What happens to me? I become one the screaming faces lurching from the black suits’ eyeballs. An eternity of agony to serve as a warning to other late payers.
I start asking random questions, praying for a human to reason with. You can always work out if avatars are AI—they’ve got nothing to say for themselves.
“What do you think of this flannel shirt?” I ask one. “You like flannel shirts?”
“I don’t want to talk about flannel shirts,” he replies, rather stiffly. There’s one of them.
The guy on the right isn’t answering. He notices me noticing. “Fucking dumb robots,” he grins.
I say I’ll work harder at my game, spend my own credits on enhancers. I’ll get better. I’ll play better.

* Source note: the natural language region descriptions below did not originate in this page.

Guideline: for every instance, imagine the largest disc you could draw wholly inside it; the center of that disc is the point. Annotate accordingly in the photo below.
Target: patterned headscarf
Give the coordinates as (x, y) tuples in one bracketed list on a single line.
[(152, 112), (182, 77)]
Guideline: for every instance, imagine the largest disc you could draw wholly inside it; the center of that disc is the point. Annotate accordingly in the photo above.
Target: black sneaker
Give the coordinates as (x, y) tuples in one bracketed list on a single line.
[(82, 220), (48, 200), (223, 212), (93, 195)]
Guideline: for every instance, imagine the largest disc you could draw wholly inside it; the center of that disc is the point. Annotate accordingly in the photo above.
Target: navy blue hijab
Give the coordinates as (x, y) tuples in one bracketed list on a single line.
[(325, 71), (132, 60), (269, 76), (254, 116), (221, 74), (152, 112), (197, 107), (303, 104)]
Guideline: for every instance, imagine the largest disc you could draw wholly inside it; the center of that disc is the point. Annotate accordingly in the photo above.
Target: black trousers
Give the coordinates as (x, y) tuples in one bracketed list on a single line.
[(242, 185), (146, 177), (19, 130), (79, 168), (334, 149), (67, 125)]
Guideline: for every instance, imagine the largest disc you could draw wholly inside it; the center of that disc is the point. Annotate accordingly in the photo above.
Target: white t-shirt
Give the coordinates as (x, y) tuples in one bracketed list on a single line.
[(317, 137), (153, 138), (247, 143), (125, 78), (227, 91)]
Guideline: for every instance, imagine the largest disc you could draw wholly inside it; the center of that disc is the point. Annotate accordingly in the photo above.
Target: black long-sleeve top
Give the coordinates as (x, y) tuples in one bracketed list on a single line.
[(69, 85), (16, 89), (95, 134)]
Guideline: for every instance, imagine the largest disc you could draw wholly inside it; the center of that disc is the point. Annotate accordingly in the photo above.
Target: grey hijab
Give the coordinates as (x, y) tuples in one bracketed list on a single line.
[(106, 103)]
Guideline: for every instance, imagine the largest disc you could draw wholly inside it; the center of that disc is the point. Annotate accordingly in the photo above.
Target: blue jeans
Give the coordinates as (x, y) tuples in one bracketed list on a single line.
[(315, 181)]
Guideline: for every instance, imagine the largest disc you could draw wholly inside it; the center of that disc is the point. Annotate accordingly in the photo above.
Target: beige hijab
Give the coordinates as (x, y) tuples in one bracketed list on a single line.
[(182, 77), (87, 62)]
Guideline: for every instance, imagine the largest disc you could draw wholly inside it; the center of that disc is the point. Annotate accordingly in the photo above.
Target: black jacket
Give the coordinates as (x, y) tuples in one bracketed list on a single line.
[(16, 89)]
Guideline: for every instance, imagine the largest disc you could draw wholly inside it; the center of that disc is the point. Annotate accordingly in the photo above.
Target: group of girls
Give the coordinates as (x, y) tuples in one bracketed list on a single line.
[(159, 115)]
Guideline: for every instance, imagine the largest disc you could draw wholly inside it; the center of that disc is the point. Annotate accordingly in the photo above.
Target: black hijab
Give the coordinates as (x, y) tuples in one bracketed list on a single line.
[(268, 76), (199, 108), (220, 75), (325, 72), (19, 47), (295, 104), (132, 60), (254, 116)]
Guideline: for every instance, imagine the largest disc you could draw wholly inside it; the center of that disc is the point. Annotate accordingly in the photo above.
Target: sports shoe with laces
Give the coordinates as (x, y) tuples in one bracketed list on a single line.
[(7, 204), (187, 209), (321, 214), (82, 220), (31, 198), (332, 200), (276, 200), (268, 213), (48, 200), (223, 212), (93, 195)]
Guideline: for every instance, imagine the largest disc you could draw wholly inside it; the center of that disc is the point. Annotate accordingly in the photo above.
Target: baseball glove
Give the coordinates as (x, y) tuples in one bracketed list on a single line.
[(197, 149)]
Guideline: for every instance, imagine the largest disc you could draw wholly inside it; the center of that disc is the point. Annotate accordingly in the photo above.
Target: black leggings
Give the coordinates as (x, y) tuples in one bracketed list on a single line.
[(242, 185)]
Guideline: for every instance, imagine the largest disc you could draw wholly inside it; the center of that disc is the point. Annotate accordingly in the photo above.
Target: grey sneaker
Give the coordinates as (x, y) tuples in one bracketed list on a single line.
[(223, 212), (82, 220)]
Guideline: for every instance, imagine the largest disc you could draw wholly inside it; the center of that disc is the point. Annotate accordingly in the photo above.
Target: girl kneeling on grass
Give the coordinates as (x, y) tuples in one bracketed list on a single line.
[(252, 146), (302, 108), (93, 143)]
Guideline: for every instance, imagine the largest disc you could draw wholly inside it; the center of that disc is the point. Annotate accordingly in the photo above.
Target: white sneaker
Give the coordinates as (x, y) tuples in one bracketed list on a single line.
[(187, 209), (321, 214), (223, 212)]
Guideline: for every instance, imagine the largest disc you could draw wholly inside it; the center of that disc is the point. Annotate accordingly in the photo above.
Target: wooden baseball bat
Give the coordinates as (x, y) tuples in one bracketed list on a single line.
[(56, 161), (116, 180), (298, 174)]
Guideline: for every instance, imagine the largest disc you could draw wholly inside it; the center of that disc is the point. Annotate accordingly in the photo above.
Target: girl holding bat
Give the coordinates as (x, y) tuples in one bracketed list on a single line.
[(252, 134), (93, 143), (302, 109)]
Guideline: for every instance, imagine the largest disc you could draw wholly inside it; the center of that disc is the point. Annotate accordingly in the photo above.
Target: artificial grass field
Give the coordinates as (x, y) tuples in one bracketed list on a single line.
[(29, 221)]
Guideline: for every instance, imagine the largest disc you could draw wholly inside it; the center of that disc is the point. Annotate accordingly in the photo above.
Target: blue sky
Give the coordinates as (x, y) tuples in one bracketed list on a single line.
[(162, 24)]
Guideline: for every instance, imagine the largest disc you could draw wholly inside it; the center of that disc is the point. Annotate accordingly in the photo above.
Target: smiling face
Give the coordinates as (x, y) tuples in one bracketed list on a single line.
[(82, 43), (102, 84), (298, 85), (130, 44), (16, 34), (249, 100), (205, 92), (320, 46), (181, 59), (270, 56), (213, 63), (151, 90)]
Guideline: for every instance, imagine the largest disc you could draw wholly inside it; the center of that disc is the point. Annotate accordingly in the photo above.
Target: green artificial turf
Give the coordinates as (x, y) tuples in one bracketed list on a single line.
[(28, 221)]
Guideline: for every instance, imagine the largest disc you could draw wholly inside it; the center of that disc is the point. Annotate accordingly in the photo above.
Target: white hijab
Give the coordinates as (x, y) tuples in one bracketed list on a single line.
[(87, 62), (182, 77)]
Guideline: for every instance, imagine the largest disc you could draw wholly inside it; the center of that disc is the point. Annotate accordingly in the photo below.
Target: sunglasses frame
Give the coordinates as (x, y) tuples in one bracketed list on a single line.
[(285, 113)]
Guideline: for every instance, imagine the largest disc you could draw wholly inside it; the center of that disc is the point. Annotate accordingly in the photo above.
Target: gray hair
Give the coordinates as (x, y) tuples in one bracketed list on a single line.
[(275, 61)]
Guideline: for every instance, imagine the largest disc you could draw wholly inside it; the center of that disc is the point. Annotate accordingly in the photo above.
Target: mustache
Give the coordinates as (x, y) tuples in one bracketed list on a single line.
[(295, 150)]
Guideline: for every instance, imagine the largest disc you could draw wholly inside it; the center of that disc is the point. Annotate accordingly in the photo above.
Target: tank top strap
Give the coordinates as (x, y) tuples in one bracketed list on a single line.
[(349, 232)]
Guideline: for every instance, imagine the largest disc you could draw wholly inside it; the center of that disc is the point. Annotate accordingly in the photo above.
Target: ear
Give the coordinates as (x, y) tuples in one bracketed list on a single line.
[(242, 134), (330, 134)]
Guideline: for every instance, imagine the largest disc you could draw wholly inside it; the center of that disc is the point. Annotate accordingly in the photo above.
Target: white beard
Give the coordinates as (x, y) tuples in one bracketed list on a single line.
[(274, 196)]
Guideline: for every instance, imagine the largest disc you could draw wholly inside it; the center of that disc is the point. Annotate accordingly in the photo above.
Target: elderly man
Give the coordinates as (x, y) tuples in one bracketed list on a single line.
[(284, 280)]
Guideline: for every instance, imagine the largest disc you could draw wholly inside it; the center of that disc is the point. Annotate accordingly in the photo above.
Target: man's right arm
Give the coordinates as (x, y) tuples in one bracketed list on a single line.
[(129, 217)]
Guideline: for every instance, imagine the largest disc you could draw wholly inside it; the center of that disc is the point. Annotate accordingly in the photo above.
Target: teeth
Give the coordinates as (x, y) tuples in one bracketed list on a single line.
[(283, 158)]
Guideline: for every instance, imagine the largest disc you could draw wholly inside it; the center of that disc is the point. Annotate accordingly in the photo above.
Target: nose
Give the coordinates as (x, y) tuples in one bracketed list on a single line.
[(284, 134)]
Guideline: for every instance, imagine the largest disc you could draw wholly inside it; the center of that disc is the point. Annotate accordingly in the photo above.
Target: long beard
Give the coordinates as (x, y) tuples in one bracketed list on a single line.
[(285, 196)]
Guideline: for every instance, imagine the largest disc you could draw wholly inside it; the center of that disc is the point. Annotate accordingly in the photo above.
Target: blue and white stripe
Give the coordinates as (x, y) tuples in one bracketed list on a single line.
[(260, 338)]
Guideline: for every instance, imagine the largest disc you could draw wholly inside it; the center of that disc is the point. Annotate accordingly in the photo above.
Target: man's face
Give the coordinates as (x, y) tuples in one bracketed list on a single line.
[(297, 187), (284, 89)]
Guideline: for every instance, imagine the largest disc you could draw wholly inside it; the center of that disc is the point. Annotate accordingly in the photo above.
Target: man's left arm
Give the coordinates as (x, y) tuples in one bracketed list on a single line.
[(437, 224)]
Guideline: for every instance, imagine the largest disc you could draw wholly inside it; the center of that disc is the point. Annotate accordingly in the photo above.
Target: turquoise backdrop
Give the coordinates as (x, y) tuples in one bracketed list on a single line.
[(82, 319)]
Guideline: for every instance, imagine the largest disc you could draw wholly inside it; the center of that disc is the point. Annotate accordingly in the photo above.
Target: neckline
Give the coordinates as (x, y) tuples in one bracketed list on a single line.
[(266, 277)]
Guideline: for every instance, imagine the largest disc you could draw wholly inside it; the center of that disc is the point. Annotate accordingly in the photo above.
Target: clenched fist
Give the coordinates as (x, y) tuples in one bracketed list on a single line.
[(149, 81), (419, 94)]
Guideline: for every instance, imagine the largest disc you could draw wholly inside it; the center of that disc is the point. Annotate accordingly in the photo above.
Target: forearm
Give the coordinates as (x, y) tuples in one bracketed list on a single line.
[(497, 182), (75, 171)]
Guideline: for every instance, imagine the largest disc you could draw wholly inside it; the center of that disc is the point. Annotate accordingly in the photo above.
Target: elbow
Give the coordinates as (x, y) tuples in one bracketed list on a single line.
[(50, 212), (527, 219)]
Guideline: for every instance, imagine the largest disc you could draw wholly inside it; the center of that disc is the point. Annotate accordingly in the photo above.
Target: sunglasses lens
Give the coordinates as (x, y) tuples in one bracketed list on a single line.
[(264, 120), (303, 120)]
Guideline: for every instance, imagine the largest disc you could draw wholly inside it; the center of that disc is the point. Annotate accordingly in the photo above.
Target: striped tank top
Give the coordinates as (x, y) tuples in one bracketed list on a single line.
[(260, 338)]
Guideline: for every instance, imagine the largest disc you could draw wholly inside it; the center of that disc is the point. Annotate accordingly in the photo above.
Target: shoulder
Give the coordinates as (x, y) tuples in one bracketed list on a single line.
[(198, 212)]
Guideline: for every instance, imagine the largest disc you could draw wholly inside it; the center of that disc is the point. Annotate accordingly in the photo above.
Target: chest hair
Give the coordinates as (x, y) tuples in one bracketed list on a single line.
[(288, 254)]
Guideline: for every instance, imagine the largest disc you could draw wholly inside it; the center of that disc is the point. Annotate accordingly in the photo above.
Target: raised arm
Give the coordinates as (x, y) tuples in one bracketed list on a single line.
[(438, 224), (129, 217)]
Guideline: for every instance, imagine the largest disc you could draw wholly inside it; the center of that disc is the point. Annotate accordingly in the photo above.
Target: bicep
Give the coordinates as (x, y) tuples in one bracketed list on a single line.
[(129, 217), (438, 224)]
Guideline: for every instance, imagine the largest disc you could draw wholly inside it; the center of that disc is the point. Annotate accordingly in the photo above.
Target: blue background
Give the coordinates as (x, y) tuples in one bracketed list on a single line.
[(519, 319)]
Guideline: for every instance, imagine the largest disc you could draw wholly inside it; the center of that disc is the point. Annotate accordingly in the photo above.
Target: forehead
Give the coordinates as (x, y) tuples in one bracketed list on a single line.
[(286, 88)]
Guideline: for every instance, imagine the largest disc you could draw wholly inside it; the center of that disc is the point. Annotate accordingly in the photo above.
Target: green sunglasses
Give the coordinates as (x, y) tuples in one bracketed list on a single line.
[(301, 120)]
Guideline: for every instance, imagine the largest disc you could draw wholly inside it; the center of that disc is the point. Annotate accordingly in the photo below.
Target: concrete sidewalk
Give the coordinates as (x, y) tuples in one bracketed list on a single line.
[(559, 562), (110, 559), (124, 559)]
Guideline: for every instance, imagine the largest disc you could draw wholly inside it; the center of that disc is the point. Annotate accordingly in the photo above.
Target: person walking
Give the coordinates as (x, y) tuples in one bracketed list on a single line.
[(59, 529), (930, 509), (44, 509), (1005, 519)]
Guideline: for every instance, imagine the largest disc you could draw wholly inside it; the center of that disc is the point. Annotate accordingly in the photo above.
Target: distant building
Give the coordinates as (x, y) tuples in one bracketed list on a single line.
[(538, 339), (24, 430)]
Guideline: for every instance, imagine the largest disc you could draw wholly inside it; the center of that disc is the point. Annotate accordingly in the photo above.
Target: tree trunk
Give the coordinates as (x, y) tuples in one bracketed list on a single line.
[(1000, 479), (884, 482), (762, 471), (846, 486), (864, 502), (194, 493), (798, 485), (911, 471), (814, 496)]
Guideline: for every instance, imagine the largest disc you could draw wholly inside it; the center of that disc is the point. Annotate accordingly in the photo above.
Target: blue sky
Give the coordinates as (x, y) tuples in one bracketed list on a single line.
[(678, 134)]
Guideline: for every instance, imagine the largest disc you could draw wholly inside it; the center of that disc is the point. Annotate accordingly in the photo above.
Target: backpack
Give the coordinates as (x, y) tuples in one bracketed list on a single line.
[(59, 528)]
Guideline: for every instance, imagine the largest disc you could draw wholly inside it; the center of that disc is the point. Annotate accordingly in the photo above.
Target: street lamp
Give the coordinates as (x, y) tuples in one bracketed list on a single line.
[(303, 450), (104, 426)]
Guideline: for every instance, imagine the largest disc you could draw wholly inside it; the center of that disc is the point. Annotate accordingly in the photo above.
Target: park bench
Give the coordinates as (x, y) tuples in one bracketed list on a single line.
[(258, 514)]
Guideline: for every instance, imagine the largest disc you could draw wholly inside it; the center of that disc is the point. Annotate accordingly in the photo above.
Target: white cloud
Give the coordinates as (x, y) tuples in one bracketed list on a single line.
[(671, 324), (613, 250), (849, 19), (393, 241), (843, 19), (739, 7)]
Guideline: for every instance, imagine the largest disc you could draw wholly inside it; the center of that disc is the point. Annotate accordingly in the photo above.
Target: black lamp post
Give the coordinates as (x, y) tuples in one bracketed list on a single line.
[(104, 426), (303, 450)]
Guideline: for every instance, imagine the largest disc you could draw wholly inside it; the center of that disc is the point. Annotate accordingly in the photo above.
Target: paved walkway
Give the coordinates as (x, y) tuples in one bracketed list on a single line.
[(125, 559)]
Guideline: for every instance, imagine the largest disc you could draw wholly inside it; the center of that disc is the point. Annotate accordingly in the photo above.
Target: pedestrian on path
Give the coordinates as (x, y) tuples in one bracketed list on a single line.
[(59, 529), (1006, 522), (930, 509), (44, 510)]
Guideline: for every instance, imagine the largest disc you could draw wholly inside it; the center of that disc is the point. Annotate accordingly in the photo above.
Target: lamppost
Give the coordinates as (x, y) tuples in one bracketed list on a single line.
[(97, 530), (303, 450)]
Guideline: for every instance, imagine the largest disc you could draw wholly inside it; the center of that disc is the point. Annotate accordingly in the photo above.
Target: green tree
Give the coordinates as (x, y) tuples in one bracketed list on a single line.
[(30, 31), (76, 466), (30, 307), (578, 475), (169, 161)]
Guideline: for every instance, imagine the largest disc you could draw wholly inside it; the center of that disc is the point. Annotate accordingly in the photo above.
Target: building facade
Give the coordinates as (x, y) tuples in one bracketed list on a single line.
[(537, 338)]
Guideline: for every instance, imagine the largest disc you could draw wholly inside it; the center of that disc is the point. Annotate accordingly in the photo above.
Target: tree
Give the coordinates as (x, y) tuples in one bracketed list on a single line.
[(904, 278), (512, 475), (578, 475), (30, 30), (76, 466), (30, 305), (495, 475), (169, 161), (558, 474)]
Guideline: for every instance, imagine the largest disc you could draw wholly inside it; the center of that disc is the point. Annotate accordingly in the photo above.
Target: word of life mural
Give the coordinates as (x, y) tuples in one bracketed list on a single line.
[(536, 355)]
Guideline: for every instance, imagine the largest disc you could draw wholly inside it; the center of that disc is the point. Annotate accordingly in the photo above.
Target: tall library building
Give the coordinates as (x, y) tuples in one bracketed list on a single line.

The whole time, he’s shaking his head, like, I would if I could, but…
“Dada dadadada.” Julia from the bedroom.
I don’t like the way the guy’s eyes widen. He starts for her—I go to grab his arm, but the look he gives suggests I shouldn’t. So I follow behind, feeling like I’m going to cry and throw up at the same time.
He’s by the crib now. “Hello little miss, how are you today?”
“Please give me a few more days.”
Julia’s slapping the top of the rail, giving the guy a grin with all six of her teeth.
“That’s an impressive baby,” he says. “Will she develop?”
“No,” I shoot back, thinking it’s the right answer, but realise too late it’s not. Who wouldn’t want a gorgeous, sweet-natured baby forever?
Especially some sickos and perverts on this side of the screen.
The man straightens up. When he smiles I feel like a mouse considering a cobra’s swaying head. “She must have cost you a fortune,” he says. “If you’d be willing—”
“No.”
“You may even come out with a little profit.”
I shake my head.
“Once we’ve assessed her properly.”
My mouth won’t work.
“Don’t give me an answer now,” he says. “You’ve got until the morning.” Faces frozen in torment jut momentarily from each red cornea, before sinking again. “Think about it.”
So, I think about it. Or, should I say, I pace the room. I pull at my hair, and remember the pain-twisted creatures leering from his eyes. Could Julia and I run? Run where? There’s nowhere to go, not when I’m out of credit.
The choice is simple.
I hand over Julia to clear my debt, or I don’t.
She isn’t the real Julia. She isn’t my daughter, who I held to my chest moments after she was born, the one I promised to love forever. She isn’t the stunning little girl, barely a year old, who I left in the bath for a minute, just a single minute, while I hunted for my camera so I could take a photo of her splashing around.
This Julia is a refinement of photos, videos and memories. An expensive replica. I’ve buried myself in debt to make this version look like her, act like her. But it isn’t her.
Even though it’s the middle of the night, I get her out of her cot and bring her into bed with me. I stroke her cheeks and press her nose, tell myself this isn’t her. She isn’t real. I can’t spend an eternity in agony for a ghost.
She claps her hand and babbles in her baby language. She reaches and touches my face gently, like she knows I need comfort. When I cover and uncover my eyes, going “Peepo!”, she giggles like it’s the funniest thing anyone’s ever done. Before I know it, I’m blowing raspberries on her belly, kissing her chubby legs and feet, swinging her around and around until she’s giggling so hard she can’t catch her breath.
As light seeps through the window, I cradle her in my arms and softly sing her favourite nursery rhyme: Twinkle Twinkle Little Star.
Sometime in the morning, she does something amazing. She grabs my cheek and brings it to her mouth, like she’s kissing me. I never programmed a kiss.
All too soon, I hear them outside.
Julia’s nap schedule is minutes from starting. She’s yawning and stretching, her body limp with sleep.
They bang on the door: “Open up!”
I wrap my arms around my baby and hold her tight to my chest.
If they take her, or they don’t take her, either way I’m going to suffer.
But if I do this, then at least Julia won’t.
My voice is cracking as I call up the control system.
I wait until I hear the crash of the door, and give the authorisation code to delete her. At least this time I had a chance to say goodbye.